На другой же день Эдик явился в Российский музей. По дороге, правда, явился плохой знак, но Эд решил не обращать на него внимания. В нем виновата, тем более, дура Танька, нашарила в радиоприемнике по дороге в музей какой-то концерт для виолончели с оркестром, Эдика затрясло, он велел выключить, да таким тоном, что Танька удивленно оглянулась, чуть не врезавшись «копейкой» в старый жигуленок. Иван, который следовал за их машиной на «Мерседесе», возмущенно загудел.

Эдику пришлось объяснить своему водителю, чтобы она никогда и нигде не вздумала в компании Эдика включать эти треклятые смычковые инструменты, потому что у него типа аллергия на такие звуки. Даже хуже — страшная головная боль, учащенное сердцебиение, потливость, слабость, страх и ощущение сильной боли во всем теле. Эдик подробно описал свои симптомы, потому что Татьяна во время объяснений вела машину просто образцово-показательно, и попросил никому про это не рассказывать, даже Ивану. Никому не хочется признаваться в своих слабостях. Да и коситься могут. За психа посчитать. Причину такой напасти Эдик понять не может, это к психологу надо, а пока — молчок.

Однако в кабинет Пузырева Эдик Поспелов вошел в самом скверном расположении. Настроение поднялось только после полуторачасовой экскурсии по музею, когда Пузырев знакомил своего заместителя со своим хозяйством и посвящал в тонкости музейного делаю Они заинтересовали Эдика только в одном смысле, и вскоре он смотрел на картины взглядом козла, которому доверили беречь и хранить склад с капустой. Пузырев это уловил, и в конце экскурсии в его пояснениях стала появляться некая скупость, даже настороженность, а когда в конце дня он увидел Эдика, который сидел в центральном зале у мольберта и увлеченно копировал картину Моне, он решительно подошел и сказал:

— Позвольте вам напомнить, Эдуард Максимович, что вы, так сказать, фанерный заместитель. Ненастоящий. Занимайтесь делами полковника…, словом, делами нашего общего знакомого, и не тяните свои лапки к моим картинам.

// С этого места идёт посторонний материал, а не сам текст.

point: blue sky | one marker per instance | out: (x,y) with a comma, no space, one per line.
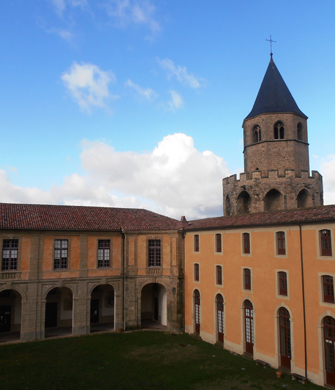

— Вашим?! — изумился Эдик. — Вы что, уже все тут подделали? Быть не может.

— Шуточки ваши оставьте при себе, — раздраженно сказал Пузырев. — Если я допустил…гм, некоторые нарушения в отношении коллекции Горшкова, это не значит, что я такой же…

Пузырев запнулся, явно в подборе эпитетов, и Эдик решил подсказать:

— Наглец, мерзавец, негодяй. Но вы ошибаетесь, Иван Иваныч. Я же просто рисую. Вот и все.

— Нет, вы не просто рисуете, уперся директор.

— Ну да, — согласился Эдик. — Я рисую с задней мыслишкой. Я вам ее не скажу, раз вы ее уже придумали. Но мысли к делу не пришьешь. Я просто рисую Моне. Разве нельзя?

Пузырев промолчал, разглядывая то картину Моне, висящую на стене, то на холст перед Эдиком. Получалось очень похоже. Директор, потоптавшись, прокашлял горло и предупредил:

— На обратной стороне картины имеется инвентарный номер.

— Спасибо, я учту, — ответил Эдик.

Еще потоптавшись, Пузырев решил пойти, наконец, по своим делам. Углядев в его спине что-то неуловимо лживое, Эдик положил кисти и поспешил догнать своего начальника.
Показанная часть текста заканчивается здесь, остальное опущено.